Laura Madokoro

2009
Mentor(s): 
Doctorat en histoire
Université de la Colombie-Britannique

Corps et âme ou comment devient-on réfugié politique en Asie, 1949-1979

Laura examine l’évolution des perspectives et des politiques d’aide aux réfugiés dans un monde en transformation, tant au Canada qu’à l’étranger.

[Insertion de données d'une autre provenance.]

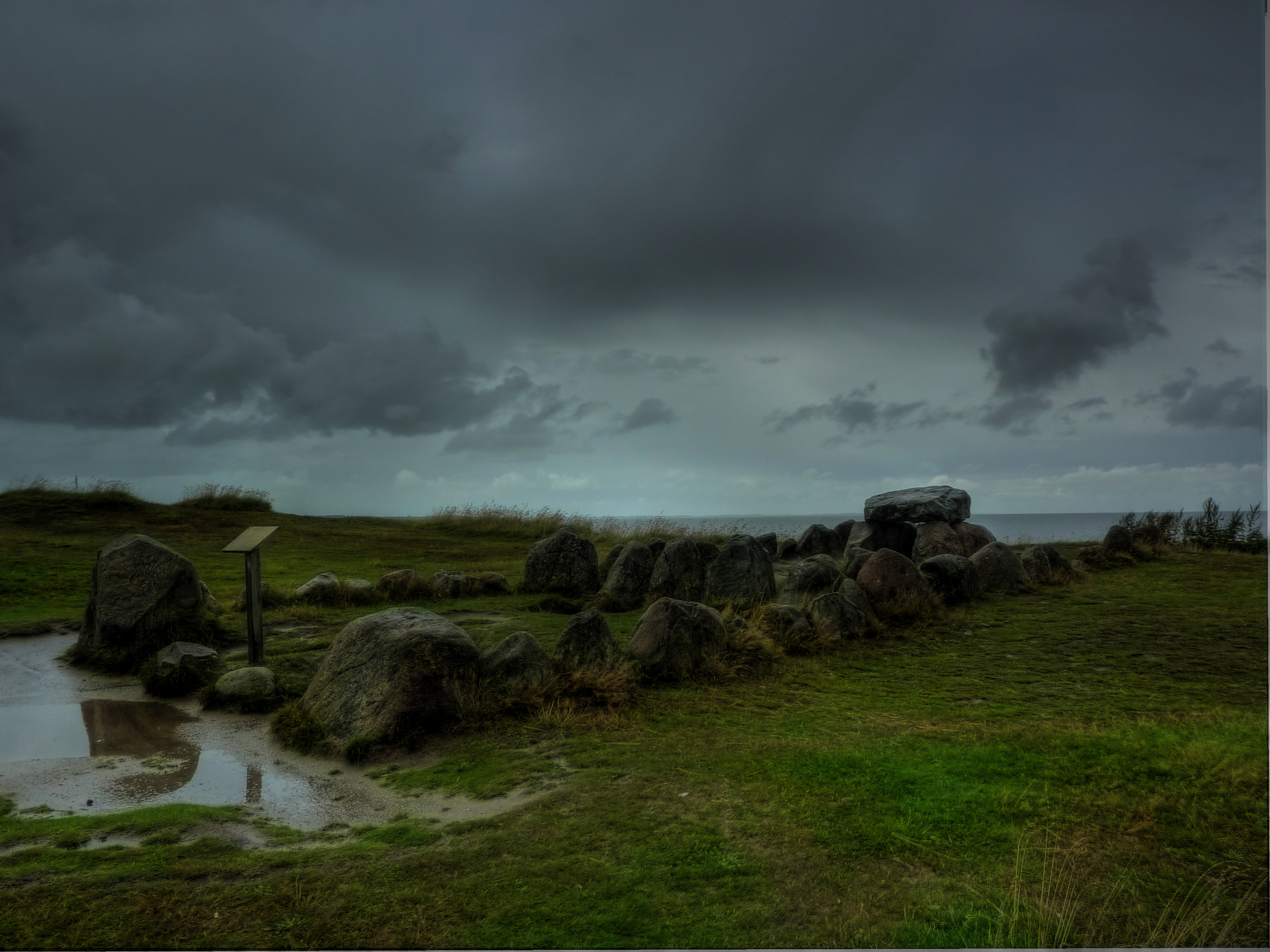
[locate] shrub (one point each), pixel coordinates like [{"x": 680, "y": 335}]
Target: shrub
[{"x": 211, "y": 495}]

Laura Madokoro poursuit des études de doctorat au Département d’histoire de l’Université de la Colombie-Britannique. Elle s’intéresse aux situations qui poussent les gens à se déplacer à travers le monde et aux politiques d’aide et d’assistance aux réfugiés. Dans cet esprit, sa recherche doctorale porte sur les crises humanitaires qu’ont connu Hong-Kong, la Corée et le Vietnam pendant la Guerre froide. Elle étudie également la manière dont certains États comme le Canada et l’Australie ont refusé leur aide au nom de politiques d’immigrations restrictives. Ce refus a été posé bien que les réfugiés et leurs avocats aient employés pour leur défense le discours de plus en plus accepté des droits humains universels et des droits des réfugiés pour pouvoir bénéficier des programmes de réinstallation des pays occidentaux.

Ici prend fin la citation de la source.